Purpose: Determine the risk of subsequent cancer following squamous cell skin cancer.
Methods: Using computerized surgical pathology records and membership data from a health maintenance organization, we retrospectively identified 822 individuals with primary squamous cell skin cancer (SCSC) and 3662 comparison subjects matched for age, sex, race, residence area, and length of membership. Patients were included in the study if they had no prior history of cancer, and received at least one multiphasic health checkup and questionnaire (MHC). Patients were followed for subsequent invasive cancer up to 24 years, with a mean follow-up time of 7.8 years.

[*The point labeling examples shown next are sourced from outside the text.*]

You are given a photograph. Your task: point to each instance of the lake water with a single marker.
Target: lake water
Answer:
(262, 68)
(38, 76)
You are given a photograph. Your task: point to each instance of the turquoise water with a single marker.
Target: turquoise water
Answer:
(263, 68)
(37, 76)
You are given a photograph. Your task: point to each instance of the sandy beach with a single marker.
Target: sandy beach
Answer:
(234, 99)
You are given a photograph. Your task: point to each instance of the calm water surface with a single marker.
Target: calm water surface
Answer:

Results: SCSC patients had a significantly greater risk [adjusted for body mass index (BMI) and education] for subsequent cancer overall (excluding non-melanoma skin cancer) [risk ratio (RR) = 1.4, 95% confidence interval (CI) = 1.2-1.6], and for basal cell skin cancer (RR = 13.8, 95% CI = 8.8-21.9), digestive (RR = 1.6, 95% CI = 1.1-2.4), and genitourinary cancers (RR = 1.5, 95% CI = 1.0-2.0). An increased, but not statistically significant, adjusted risk (RR > or = 1.4) was also observed for lip, oral cavity, and pharynx cancer (RR = 3.9, 95% CI = 0.6-25.0); non-cutaneous squamous cell cancer (RR = 1.9, 95% CI = 0.9-4.4); and respiratory and intrathoracic cancer (RR = 1.4, 95% CI = 0.8-2.6). The addition of alcohol consumption, combined occupational exposure, marital status, and smoking history to the multivariate model did not materially change any significant positive associations with SCSC.
Conclusions: Our results suggest that patients diagnosed with SCSC may be at an increased risk of subsequent cancer at many sites, although several estimated risk estimates were within the limits of chance given no true association.